Since permission was not granted for the Tampa to enter Australian territorial waters, the Australian coastal authorities had the right to stop it. The 1982 Law of the Sea also authorizes a coastal state to take necessary actions for health, immigration and law enforcement purposes.

But what is "legal" may not always necessarily be the moral or the humanitarian thing to do. And Australia prides itself as being a "fair-dinkum" immigrant nation. The Australian government's actions, at least in the initial stages of the crisis, were not very humanitarian or moral, albeit maybe or maybe not (just) being "legal".

At least as far as the initial refusal to allow the Tampa to enter Australian territorial waters, the government spokesmen's legal position were not fully informed or justified.

Regardless of the judicial outcome or the eventual fate of the refugees, a few issues or lessons partly based on international law can already be postulated from this crisis.

First, international law principles cannot always be consistent and systematically applied to all crisis situations. Although the Australian government's initial rejection of the Tampa may have been in violation of at least the spirit of some principles of international law, once the ship entered its territory it was legally justified to stop the ship.

That "sovereignty" -- as much a political as it is a legal principle -- has been and can be used to justify "inhumane" actions, which indicate that governments would rather withstand criticism or lose face internationally rather than lose popularity at home.

Finally, one could only guess the "precedent value" of this incident. Prime Minister Howard and other Australian government officials justify their actions by saying that a message needs to be sent to people smugglers or "queue jumpers" that Australia is not a "soft target" as far as illegal arrivals are concerned.

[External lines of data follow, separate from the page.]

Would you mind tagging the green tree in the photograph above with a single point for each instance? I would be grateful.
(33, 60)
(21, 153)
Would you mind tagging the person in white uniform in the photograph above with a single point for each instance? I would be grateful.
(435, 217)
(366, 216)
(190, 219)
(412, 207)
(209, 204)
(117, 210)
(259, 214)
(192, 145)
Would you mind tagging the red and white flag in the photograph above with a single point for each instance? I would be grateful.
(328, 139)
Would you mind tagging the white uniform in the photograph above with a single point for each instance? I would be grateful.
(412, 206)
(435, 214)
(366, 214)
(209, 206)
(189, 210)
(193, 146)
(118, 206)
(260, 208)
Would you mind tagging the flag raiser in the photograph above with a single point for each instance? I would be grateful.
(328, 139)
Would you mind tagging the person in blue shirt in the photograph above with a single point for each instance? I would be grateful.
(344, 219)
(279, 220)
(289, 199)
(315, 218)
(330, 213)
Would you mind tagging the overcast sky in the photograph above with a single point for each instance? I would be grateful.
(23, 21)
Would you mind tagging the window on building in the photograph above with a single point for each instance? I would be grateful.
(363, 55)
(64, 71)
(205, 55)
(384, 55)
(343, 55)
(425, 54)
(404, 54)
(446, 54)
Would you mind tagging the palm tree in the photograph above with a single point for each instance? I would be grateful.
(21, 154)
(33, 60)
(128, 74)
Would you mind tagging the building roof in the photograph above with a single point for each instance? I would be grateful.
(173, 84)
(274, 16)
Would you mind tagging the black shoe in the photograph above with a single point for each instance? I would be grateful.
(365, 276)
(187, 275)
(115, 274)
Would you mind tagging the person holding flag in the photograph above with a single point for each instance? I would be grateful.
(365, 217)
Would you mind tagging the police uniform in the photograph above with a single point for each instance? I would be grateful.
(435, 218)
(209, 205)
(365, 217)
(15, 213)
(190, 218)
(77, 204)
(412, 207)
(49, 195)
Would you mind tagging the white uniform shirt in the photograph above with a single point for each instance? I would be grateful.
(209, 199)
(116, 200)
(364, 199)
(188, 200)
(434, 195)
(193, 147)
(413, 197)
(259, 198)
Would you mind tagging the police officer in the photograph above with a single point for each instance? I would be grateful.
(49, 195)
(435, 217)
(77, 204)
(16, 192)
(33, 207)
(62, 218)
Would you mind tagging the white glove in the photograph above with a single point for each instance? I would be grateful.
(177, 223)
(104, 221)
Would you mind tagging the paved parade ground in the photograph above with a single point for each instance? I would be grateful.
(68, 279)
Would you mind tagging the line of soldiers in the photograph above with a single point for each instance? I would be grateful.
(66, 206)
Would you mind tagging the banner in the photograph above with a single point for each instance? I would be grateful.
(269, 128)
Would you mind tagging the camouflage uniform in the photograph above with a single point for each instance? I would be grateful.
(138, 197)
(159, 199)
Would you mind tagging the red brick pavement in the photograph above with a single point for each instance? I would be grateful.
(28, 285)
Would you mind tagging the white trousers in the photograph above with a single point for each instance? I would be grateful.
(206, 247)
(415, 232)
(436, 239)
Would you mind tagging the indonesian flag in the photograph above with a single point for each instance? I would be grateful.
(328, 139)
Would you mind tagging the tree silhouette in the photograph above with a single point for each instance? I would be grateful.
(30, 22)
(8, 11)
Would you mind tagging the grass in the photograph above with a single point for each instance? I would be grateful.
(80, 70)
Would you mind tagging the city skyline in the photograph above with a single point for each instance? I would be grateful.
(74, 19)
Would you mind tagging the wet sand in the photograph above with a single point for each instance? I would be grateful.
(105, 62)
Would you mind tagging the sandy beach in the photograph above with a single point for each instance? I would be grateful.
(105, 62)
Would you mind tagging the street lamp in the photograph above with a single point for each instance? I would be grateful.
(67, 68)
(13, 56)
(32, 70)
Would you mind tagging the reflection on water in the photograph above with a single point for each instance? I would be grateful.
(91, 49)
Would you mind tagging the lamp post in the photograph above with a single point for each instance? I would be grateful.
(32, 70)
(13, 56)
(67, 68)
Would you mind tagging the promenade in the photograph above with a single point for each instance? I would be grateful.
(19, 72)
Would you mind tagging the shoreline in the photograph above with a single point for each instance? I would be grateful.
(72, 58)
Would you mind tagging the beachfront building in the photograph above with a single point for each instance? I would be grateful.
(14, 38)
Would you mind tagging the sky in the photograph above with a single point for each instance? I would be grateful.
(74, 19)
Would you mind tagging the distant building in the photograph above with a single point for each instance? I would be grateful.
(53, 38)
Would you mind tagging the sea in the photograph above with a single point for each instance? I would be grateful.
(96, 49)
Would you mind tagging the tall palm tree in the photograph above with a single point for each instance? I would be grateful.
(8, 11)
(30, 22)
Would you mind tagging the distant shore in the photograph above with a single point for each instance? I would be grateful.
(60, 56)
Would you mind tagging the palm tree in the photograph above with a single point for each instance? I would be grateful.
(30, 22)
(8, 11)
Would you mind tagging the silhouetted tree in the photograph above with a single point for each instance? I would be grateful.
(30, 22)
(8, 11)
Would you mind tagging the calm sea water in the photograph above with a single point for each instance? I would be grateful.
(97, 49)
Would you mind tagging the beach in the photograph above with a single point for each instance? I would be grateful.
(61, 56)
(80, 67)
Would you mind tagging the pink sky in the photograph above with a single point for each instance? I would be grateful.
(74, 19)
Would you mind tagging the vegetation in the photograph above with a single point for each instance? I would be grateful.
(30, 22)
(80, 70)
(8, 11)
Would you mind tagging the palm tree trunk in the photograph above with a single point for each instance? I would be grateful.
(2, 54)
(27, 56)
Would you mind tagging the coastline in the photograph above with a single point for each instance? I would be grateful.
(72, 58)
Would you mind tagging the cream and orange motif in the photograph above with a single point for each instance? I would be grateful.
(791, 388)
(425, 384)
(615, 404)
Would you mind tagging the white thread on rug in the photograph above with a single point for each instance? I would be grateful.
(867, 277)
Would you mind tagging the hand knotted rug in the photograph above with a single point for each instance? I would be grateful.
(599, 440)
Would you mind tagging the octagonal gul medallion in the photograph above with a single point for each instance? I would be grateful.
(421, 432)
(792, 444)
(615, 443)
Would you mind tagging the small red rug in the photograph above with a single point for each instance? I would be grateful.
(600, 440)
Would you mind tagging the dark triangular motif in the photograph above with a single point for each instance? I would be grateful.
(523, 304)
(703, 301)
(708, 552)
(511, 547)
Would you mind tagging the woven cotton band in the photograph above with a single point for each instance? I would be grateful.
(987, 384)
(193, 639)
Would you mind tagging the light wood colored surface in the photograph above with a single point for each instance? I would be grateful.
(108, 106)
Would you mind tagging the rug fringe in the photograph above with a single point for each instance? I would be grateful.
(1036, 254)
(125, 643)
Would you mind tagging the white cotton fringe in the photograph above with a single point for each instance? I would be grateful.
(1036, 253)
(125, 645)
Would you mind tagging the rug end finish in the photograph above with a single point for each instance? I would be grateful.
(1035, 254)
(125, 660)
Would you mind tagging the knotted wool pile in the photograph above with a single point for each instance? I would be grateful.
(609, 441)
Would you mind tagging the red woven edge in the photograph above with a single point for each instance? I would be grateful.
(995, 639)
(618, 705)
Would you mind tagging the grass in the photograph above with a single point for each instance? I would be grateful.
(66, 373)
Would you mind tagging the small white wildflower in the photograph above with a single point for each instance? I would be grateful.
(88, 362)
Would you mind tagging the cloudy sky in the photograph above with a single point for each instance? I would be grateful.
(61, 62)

But perhaps from a humanitarian viewpoint, an equally if not more important question is: would future rescuers -- like the Tampa's captain -- shy away from making similar rescues for fears that they might end up having to keep them?

Worse still, will some governments instruct their ship's captains, perhaps even on pain of penalties, not to save and indeed to ignore any distress calls at sea? The government of Norway acted in a humanitarian and admirable way when it agreed to allow some of the Afghans its ship had rescued to be settled in Norway, regardless that applications for refugee status would be processed in Nauru, Australia or elsewhere.

Though not in law but probably in fact, the "finder" may end up being a "keeper" of some of the Afghan refugees. One can only hope that this postulated outcome of an aspect of the Tampa imbroglio will, on the whole, establish a positive rather than negative precedent.

The writer lectures at the School of Social and Economic Development at the University of the South Pacific in Suva, Fiji Islands.